Seif Al-Islam was captured by fighters in Zintan late in 2011 while trying to flee to neighboring Niger. The fighters released him in June 2017, after one of Libya’s rival governments granted him amnesty.
“The pain of loss weighs heavily on my heart, and it intensifies because I can’t bid him farewell from within my homeland — a pain that words can’t ease,” Seif Al-Islam’s brother Mohamed Qaddafi, who lives in exile outside Libya though his current whereabouts are unknown, wrote on Facebook on Friday.
“But my solace lies in the fact that the loyal sons of the nation are fulfilling their duty and will give him a farewell befitting his stature,” the brother wrote.
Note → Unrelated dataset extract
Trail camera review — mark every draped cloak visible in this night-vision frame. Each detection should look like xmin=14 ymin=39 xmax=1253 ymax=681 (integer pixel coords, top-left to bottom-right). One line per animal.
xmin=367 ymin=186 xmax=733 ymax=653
Since the uprising that toppled Qaddafi, Libya plunged into chaos during which the oil-rich North African country split, with rival administrations now in the east and west, backed by various armed groups and foreign governments.
Qaddafi’s heir-apparent
Seif Al-Islam was Qaddafi’s second-born son and was seen as the reformist face of the Qaddafi regime — someone with diplomatic outreach who had worked to improve Libya’s relations with Western countries up until the 2011 uprising.
The United Nations imposed sanctions on Seif Al-Islam that included a travel ban and an assets freeze for his inflammatory public statements encouraging violence against anti-Qaddafi protesters during the 2011 uprising. The International Criminal Court later charged him with crimes against humanity related to the 2011 uprising.
In July 2021, Seif Al-Islam told the New York Times that he’s considering returning to Libya’s political scene after a decade of absence during which he observed Middle East politics and reportedly reorganized his father’s political supporters.
He condemned the country’s new leaders. “There’s no life here. Go to the gas station — there’s no diesel,″ Seif Al-Islam told the Times.
In November 2021, he announced his candidacy in the country’s presidential election in a controversial move that was met with outcry from anti-Qaddafi political forces in western and eastern Libya.
The country’s High National Elections Committee disqualified him, but the election wasn’t held over disputes between rival administrations and armed groups.